Updated property [core/project].


#### Find your service account for you tenant project - usually project_id-compute@developer.gserviceaccount.com

In [3]:
# !gcloud projects add-iam-policy-binding hybrid-vertex --member=serviceAccount:xxxxxxxx-compute@developer.gserviceaccount.com --role=roles/artifactregistry.admin

In [4]:
!gcloud auth configure-docker us-central1-docker.pkg.dev --quiet


{
  "credHelpers": {
    "gcr.io": "gcloud",
    "us.gcr.io": "gcloud",
    "eu.gcr.io": "gcloud",
    "asia.gcr.io": "gcloud",
    "staging-k8s.gcr.io": "gcloud",
    "marketplace.gcr.io": "gcloud",
    "us-central1-docker.pkg.dev": "gcloud"
  }
}
Adding credentials for: us-central1-docker.pkg.dev
gcloud credential helpers already registered correctly.
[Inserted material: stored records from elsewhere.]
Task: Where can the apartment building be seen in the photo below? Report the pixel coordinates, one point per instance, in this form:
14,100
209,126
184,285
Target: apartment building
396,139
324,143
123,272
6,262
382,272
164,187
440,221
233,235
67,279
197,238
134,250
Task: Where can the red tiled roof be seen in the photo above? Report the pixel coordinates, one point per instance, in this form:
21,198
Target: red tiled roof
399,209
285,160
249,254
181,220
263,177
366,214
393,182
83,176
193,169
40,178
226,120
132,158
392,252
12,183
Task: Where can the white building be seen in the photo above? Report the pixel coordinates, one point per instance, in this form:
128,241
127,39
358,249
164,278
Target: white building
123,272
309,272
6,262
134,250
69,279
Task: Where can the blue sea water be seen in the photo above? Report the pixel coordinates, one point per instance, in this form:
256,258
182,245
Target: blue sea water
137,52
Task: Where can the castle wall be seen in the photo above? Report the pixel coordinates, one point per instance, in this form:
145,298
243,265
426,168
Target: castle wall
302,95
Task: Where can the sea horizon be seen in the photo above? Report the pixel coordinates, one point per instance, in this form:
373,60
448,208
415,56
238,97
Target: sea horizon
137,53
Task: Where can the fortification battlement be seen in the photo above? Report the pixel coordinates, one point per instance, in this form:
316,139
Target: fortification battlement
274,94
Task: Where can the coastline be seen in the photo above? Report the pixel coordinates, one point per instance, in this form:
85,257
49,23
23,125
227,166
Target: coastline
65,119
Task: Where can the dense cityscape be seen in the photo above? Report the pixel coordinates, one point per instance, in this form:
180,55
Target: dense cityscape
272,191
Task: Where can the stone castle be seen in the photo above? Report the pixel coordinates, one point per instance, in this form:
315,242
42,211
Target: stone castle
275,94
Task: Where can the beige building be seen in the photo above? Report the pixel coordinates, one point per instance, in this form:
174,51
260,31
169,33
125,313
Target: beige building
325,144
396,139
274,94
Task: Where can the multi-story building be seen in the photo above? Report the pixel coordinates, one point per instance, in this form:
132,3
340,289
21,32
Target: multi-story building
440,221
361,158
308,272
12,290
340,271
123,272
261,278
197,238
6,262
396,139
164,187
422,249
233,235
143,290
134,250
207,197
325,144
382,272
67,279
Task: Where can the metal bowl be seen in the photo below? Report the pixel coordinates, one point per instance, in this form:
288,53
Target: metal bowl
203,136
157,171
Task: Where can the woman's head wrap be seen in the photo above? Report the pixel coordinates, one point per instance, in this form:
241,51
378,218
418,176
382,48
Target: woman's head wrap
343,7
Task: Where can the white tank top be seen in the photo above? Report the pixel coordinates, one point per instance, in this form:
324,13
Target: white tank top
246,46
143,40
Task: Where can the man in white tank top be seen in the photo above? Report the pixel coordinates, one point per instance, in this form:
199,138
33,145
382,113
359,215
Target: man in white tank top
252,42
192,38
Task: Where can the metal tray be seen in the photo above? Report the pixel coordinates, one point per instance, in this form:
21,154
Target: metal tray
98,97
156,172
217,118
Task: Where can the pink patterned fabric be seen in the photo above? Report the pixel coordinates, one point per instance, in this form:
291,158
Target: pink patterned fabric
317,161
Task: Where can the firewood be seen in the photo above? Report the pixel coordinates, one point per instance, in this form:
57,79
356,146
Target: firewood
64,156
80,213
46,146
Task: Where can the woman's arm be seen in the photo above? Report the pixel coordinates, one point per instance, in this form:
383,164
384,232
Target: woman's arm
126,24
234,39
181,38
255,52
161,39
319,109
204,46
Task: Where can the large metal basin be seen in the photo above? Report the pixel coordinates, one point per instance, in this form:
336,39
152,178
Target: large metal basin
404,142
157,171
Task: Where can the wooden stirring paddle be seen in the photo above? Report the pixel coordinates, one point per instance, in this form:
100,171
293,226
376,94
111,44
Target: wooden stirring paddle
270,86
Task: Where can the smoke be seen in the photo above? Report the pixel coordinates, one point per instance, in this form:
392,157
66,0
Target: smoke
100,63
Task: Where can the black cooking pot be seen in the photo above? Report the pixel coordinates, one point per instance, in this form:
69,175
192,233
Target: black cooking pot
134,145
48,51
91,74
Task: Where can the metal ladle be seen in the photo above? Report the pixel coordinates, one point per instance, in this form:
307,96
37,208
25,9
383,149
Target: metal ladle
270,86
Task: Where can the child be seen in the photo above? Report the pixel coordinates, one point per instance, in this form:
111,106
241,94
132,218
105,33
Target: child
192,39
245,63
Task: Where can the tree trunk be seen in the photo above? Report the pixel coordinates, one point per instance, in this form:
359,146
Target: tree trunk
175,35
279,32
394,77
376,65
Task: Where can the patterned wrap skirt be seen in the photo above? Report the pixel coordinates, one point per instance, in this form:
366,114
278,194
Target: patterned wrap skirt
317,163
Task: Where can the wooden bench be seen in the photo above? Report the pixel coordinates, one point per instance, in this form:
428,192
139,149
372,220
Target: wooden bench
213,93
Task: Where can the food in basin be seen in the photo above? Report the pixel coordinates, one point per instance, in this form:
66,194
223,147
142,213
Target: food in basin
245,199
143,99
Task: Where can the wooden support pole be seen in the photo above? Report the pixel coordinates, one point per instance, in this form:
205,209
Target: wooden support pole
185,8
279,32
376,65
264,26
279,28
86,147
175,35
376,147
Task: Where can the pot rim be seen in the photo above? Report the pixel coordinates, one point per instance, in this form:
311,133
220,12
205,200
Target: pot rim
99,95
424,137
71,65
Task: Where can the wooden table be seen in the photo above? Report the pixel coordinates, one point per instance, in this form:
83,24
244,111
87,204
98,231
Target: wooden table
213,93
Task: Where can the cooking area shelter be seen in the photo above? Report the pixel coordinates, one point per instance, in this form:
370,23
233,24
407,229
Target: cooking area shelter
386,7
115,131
### Create Docker image derived from Deeplearning containers

In [5]:
%%writefile {MERLIN_CONTAINER}/jupyter_notebook_config.py
c.NotebookApp.ip = '*'
c.NotebookApp.token = ''
c.NotebookApp.password = ''
c.NotebookApp.open_browser = False
c.NotebookApp.port = 8080
c.NotebookApp.terminado_settings = {'shell_command': ['/bin/bash']}
c.NotebookApp.allow_origin_pat = (
'(^https://8080-dot-[0-9]+-dot-devshell\.appspot\.com$)|'
'(^https://colab\.research\.google\.com$)|'
'((https?://)?[0-9a-z]+-dot-(?:us|asia|europe|northamerica|southamerica)-?[0-9a-z]+\.notebooks\.googleusercontent.com)')
c.NotebookApp.allow_remote_access = True
c.NotebookApp.disable_check_xsrf = False

Overwriting merlin_container/jupyter_notebook_config.py


In [9]:
%%writefile {MERLIN_CONTAINER}/Dockerfile
FROM nvcr.io/nvidia/merlin/merlin-tensorflow:22.09
RUN echo "deb [signed-by=/usr/share/keyrings/cloud.google.gpg] http://packages.cloud.google.com/apt cloud-sdk main" | tee -a /etc/apt/sources.list.d/google-cloud-sdk.list && curl https://packages.cloud.google.com/apt/doc/apt-key.gpg | apt-key --keyring /usr/share/keyrings/cloud.google.gpg  add - && apt-get update -y && apt-get install google-cloud-sdk -y
EXPOSE 8080

# copy the dependencies file to the working directory
COPY merlin_container/requirements.txt .
# install dependencies
RUN pip install -r requirements.txt
#RUN mkdir /root/.jupyter
             
COPY merlin_container/jupyter_notebook_config.py /root/.jupyter

ENV pwd=""
ENTRYPOINT exec jupyter-lab --ip=0.0.0.0 --port=8080 --no-browser --allow-root --ServerApp.allow_origin="*" --NotebookApp.token="$pwd" --NotebookApp.password="$pwd"

Overwriting merlin_container/Dockerfile


In [10]:
%%writefile {MERLIN_CONTAINER}/requirements.txt
fastapi
git+https://github.com/NVIDIA-Merlin/models.git
gsutil
gcsfs
matplotlib
google-cloud-aiplatform

Overwriting merlin_container/requirements.txt


In [None]:
!docker build . -f $MERLIN_CONTAINER/Dockerfile -t $MERLIN_IMAGE_NAME
!docker push $MERLIN_IMAGE_NAME